Muscler son périnée pour éviter les fuites
Renforcer le périnée permet de limiter les risques de fuites tant pour les hommes que pour les femmes. Situé dans la partie basse du bassin, le périnée est l’ensemble de muscles que l’on active lorsque l’on se retient d’uriner.
Des exercices très simples permettent de le renforcer. "Vous pouvez maintenir le périnée serré pendant 3 secondes, puis 5, puis 10, et puis ensuite vous pouvez maintenir ce périnée serré pendant les activités de la vie quotidienne, par exemple quand vous faites la vaisselle ou quand vous vous brossez les dents", explique Isabelle Grand, physiothérapeute au CHUV.

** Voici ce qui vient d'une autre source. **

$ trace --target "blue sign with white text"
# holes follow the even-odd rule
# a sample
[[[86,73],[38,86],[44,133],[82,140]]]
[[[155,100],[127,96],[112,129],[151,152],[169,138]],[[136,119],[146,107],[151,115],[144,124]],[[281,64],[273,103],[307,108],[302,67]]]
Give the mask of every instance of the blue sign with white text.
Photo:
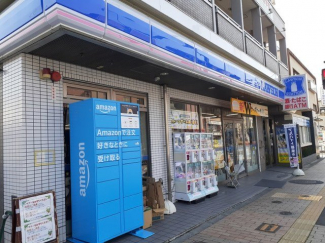
[[[294,124],[284,125],[284,131],[286,134],[287,148],[289,151],[290,166],[297,167],[299,162],[298,162],[296,125]]]
[[[72,238],[103,243],[143,226],[138,104],[70,105]]]

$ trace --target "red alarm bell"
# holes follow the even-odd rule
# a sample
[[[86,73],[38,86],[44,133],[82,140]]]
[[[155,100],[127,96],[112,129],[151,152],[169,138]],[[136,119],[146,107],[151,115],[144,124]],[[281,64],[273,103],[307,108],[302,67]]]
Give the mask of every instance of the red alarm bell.
[[[52,74],[51,74],[51,80],[53,82],[58,82],[61,80],[61,74],[57,71],[53,71]]]

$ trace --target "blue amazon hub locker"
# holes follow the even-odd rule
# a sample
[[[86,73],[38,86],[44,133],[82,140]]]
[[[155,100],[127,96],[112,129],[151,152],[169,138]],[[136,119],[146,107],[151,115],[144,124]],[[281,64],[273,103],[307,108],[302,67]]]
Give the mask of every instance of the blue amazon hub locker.
[[[143,226],[140,109],[70,105],[72,238],[105,242]]]

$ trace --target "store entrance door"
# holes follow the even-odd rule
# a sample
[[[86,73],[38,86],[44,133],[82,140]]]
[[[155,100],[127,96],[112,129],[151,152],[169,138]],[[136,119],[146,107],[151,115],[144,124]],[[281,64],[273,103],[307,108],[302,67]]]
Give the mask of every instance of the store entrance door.
[[[275,165],[274,158],[274,126],[272,119],[263,119],[263,133],[264,133],[264,144],[265,144],[265,162],[267,167]]]
[[[246,172],[243,121],[225,120],[224,131],[228,166],[244,164],[242,169]]]

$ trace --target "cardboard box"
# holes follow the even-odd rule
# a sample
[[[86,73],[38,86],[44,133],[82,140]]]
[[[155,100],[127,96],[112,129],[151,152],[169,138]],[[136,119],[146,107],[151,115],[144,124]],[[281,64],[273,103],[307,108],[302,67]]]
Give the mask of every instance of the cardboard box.
[[[149,207],[145,207],[143,212],[143,229],[147,229],[152,226],[152,210]]]
[[[164,219],[164,208],[156,208],[152,210],[152,221],[158,221]]]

"Faire une série de 10 contractions de temps en temps dans la journée, c’est un bon début", précise-t-elle.
Adopter un bon comportement aux WC
Préserver son périnée passe aussi par l’adoption d’un bon comportement lorsque l’on va aux toilettes. "On a tendance à passer trop de temps sur les toilettes, à pousser, à retenir sa respiration, à rester en apnée et tout cela va vraiment favoriser la descente d’organes, appuyer sur le périnée et le distendre", commente Isabelle Grand.
Et de détailler: "Il faut éviter de forcer, éviter cette apnée et relâcher ses muscles."
Certains sports sollicitent également fortement le périnée, comme la course à pied, le trampoline ou le crossfit. "Plus on en fait, plus cela peut mener à des incontinences", commente la physiothérapeute. "Idéalement, il faudrait faire des exercices de renforcement au quotidien à côté."